Still, they always have issues with weather not cooperating on applications.”
Danehower says Mid-South farmers “have gone heavily into technology with transgenic crops, including dicamba-tolerant varieties. They are using quite a bit of that and have undergone additional training across most Mid-South states.
“We are taking advantage of this technology, which has been very useful. The key going forward is to rotate chemistry, so we don’t develop resistance to new technology.”
He says equipment costs may pose big financial burdens if not managed. “We have to watch equipment costs to keep them from getting out of hand. For several years, producers have deferred equipment purchases, hoping next year will be better. Some had to replace older equipment last year, either through trade, purchase or attractive leases, to get them through the year.
“Overall, producers have done a good job managing equipment costs. They must continue, but it’s an area to watch.”
He says some famers may fall into a favorable tax law trap, tax options favorable for writing off equipment costs.
“But they must make sure they also have an economic justification to replace equipment, not just income tax benefits.”
Replacing equipment to improve production and efficiency and to avoid down time may be reasonable. Also, taking advantage of new technology to improve efficiency may make sense.
Marketing expertise will pay dividends with the 2019 crop, Danehower says.
“Producers must do a good job of marketing and take advantage of price rallies when they see them. Recognize those opportunities. It’s often hard to know if it’s time to pull the trigger. So, producers must know what pricing level they need to maintain cost control.”
He suggests farmers watch for price rallies to market over multiple years. Additional use of any of the major crops, he says, will boost prices.
“In 2006 or 2007, the ethanol market pulled acreage from beans to corn and pulled bean prices up. We always see opportunities throughout the marketing year. Be willing and able to pull the trigger and take advantage of those opportunities.”
Danehower says rainfall and flooding continue to delay field work across the Delta. “We usually see water receded by now, with farmers able to get field work done in bottom land in anticipation of planting soybeans. A lot of that acreage is still too wet to work.
“Also, don’t plan on cotton or corn in areas prone to flood. It probably will be April before rivers recede and farmers are able to start thinking about planting a soybean crop.”
Every planting season is different, Danehower says. “I try to get a feel from producers on what they want to do.” That’s been a bit different this year with marginal commodity prices, uncertain planting conditions and high production costs.
“Farming isn’t simple,” he says. “At various points in my career I’ve seen a few prognosticators take advantage of markets and some get rich with prices taking off.

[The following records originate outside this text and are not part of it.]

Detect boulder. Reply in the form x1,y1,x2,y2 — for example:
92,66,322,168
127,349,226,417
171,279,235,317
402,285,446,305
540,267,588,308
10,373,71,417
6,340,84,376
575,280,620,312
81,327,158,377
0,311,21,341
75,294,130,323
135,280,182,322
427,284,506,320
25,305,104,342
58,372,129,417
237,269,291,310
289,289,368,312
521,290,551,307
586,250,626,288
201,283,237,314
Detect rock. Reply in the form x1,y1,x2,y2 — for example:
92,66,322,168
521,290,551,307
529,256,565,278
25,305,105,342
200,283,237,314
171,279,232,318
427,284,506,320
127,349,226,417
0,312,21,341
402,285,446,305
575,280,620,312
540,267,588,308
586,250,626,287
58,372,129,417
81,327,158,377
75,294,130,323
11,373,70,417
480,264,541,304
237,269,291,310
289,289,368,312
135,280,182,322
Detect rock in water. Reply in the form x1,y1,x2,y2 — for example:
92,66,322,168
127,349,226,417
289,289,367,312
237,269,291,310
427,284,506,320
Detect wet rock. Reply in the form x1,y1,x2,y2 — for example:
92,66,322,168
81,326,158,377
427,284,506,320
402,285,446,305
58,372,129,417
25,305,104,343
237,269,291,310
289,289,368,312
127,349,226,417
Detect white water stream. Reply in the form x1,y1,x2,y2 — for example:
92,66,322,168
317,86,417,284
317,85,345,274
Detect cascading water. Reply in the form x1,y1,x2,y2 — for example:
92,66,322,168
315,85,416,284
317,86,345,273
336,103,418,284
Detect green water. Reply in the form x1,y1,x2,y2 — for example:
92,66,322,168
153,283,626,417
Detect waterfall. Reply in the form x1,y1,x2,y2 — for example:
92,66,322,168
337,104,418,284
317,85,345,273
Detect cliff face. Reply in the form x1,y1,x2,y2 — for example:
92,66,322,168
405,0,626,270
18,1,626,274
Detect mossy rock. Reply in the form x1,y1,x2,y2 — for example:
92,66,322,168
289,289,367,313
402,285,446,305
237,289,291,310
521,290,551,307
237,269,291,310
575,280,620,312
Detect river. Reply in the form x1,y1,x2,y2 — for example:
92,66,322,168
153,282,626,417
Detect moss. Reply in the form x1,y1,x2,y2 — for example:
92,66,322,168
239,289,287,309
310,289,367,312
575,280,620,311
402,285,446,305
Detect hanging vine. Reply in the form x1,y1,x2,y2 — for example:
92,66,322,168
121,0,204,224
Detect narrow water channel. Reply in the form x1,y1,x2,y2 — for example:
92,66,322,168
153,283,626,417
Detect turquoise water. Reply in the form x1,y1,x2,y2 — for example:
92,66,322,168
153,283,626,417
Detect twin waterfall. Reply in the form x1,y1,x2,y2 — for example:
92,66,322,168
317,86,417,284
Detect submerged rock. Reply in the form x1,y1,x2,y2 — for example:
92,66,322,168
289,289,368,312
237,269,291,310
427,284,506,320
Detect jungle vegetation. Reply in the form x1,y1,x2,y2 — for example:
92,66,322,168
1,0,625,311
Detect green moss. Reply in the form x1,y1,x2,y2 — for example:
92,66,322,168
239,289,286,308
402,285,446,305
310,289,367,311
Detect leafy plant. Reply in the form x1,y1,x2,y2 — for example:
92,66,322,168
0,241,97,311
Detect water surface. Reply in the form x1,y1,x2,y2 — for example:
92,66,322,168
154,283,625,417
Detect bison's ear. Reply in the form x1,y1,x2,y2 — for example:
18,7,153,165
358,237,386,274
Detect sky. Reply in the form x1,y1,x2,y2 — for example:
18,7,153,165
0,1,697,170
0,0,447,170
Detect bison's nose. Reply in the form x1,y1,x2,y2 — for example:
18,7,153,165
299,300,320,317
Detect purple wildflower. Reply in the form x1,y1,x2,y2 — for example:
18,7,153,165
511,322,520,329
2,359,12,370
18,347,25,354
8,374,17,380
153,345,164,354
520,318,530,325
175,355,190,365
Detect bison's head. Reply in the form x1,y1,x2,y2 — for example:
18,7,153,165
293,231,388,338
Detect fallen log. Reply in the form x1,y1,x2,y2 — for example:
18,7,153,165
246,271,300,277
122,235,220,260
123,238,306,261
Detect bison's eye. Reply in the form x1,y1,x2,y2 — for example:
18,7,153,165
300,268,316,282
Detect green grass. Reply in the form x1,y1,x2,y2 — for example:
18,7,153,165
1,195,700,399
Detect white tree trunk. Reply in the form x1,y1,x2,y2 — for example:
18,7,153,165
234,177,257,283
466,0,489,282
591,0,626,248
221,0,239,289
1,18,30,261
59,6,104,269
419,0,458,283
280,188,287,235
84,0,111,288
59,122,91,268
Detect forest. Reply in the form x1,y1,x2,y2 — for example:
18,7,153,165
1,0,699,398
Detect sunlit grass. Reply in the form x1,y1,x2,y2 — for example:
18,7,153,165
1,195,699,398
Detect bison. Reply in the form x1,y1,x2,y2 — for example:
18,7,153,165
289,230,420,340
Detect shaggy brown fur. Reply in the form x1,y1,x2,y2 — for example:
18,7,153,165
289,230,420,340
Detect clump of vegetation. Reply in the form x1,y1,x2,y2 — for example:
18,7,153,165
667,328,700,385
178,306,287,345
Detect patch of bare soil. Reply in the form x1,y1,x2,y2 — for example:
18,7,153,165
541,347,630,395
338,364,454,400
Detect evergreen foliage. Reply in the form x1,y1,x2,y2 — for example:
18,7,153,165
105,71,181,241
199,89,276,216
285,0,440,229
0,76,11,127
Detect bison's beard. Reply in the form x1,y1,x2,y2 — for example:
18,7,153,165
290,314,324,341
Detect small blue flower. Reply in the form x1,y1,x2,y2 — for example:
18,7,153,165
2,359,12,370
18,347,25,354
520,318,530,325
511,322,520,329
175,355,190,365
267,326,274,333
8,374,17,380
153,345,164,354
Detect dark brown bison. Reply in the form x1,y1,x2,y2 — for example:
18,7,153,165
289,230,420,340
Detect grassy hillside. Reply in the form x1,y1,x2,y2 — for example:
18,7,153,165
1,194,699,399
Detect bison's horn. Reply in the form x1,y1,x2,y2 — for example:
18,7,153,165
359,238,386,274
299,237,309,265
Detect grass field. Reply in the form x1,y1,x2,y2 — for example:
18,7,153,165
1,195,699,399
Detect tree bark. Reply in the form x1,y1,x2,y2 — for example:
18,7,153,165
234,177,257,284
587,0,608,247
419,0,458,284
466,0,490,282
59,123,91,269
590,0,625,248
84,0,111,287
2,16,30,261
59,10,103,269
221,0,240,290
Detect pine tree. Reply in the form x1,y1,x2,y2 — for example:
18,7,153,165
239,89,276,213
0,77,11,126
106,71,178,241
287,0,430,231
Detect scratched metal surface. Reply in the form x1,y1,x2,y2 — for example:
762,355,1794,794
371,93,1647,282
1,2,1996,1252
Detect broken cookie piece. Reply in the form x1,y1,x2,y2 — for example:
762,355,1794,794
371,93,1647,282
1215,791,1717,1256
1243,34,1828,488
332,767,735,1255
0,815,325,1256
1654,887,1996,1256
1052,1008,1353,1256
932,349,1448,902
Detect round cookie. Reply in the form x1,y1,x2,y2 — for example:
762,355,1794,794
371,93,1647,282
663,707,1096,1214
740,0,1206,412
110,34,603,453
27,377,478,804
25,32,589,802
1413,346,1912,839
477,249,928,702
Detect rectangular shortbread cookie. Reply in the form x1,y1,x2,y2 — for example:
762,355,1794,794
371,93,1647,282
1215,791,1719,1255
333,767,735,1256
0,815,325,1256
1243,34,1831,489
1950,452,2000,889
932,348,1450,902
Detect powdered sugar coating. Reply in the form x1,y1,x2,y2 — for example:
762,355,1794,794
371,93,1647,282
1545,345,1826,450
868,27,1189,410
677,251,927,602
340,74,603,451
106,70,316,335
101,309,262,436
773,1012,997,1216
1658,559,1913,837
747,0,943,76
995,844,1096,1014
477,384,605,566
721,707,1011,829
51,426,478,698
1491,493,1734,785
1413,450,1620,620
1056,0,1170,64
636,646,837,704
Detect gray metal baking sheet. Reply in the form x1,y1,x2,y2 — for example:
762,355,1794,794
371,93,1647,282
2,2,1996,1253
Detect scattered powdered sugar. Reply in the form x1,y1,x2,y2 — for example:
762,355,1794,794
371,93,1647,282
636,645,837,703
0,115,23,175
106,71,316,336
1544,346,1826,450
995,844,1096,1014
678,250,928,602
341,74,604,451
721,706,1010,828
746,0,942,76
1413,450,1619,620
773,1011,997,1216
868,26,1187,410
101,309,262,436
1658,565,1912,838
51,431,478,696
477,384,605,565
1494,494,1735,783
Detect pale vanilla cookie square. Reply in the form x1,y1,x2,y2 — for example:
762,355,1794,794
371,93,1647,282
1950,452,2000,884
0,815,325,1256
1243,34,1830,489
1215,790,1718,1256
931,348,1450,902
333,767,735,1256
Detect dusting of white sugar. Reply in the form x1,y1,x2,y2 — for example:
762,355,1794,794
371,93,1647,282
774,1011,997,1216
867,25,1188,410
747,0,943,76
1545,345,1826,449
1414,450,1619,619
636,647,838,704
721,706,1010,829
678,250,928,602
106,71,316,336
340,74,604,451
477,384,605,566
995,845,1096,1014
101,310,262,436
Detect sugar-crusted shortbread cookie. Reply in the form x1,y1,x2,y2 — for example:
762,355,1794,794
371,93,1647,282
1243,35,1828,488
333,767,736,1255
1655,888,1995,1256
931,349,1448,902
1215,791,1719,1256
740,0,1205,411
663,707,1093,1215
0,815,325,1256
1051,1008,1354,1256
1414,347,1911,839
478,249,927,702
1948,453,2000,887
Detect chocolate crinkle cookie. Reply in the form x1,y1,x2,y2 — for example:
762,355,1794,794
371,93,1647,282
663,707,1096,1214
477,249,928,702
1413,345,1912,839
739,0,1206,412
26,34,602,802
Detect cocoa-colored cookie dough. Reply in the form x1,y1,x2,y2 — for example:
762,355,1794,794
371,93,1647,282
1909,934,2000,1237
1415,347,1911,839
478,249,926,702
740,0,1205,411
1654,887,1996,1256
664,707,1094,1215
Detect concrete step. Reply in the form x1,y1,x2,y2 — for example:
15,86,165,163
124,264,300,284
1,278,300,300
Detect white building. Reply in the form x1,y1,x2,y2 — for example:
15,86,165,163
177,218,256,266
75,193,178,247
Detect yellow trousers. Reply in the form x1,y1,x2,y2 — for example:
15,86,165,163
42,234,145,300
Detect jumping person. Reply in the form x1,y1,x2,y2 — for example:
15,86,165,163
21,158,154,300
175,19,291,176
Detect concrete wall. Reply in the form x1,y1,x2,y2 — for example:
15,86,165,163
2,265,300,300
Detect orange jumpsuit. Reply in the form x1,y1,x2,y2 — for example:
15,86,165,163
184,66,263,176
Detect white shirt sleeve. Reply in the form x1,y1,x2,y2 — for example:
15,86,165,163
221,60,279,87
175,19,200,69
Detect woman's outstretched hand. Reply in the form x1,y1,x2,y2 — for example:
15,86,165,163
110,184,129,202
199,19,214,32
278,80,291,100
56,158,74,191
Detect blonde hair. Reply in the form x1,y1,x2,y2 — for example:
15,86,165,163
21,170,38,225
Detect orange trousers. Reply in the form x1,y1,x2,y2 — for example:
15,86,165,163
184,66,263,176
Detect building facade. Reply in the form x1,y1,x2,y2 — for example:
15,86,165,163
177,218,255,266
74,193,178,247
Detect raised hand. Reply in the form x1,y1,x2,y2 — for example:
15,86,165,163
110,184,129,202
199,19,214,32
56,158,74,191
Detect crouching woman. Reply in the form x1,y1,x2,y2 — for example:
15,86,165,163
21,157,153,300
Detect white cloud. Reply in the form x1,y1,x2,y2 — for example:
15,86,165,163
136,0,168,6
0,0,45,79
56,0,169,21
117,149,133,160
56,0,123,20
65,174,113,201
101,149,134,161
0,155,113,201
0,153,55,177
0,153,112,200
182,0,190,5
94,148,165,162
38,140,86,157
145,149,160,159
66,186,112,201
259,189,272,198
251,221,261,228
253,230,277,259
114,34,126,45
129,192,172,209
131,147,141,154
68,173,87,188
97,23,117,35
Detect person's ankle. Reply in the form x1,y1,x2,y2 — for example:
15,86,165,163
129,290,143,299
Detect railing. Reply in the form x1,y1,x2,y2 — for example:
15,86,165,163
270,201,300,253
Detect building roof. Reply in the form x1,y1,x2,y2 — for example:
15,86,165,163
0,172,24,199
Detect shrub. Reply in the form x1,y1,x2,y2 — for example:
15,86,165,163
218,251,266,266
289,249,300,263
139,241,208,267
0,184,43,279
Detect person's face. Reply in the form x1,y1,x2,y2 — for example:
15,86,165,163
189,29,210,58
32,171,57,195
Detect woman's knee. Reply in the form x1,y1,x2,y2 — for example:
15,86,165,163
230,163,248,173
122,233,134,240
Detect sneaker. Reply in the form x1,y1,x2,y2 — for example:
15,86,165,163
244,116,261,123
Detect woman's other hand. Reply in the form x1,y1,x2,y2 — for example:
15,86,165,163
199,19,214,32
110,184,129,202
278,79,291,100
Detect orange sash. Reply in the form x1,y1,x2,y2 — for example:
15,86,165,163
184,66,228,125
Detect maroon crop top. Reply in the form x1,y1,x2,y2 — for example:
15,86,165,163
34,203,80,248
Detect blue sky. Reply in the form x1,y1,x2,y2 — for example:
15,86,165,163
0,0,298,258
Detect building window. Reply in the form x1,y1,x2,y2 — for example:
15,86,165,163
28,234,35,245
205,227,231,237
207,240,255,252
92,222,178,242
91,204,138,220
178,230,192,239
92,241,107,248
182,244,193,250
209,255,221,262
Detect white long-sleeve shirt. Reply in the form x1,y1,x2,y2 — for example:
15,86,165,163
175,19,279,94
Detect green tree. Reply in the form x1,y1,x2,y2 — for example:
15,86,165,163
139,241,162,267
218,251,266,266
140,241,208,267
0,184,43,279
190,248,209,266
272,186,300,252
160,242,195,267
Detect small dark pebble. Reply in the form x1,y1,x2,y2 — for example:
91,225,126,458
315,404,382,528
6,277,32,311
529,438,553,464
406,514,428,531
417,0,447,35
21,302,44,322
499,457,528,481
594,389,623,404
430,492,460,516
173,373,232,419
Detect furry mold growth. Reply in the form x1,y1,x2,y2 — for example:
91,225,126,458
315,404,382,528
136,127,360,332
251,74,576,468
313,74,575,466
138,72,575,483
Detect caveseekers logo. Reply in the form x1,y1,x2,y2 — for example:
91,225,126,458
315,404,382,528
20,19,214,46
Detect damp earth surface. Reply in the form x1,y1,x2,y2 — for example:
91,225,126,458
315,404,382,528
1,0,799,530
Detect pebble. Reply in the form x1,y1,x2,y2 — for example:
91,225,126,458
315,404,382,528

But no one can just jump in and be a farmer.”
The flip side of high markets, he adds, is that production costs go up, too, “just under the gross income, so margins stay about the same. We’ve had a few years of good profit margins and some producers built capital reserves. A lot of them spent a lot of that the last few years to maintain farms.”
Danehower expects farmers to be frugal this year but not miserly to the point of sacrificing profit potential.
“I’ve never seen producers willing to throw money out without needing to.”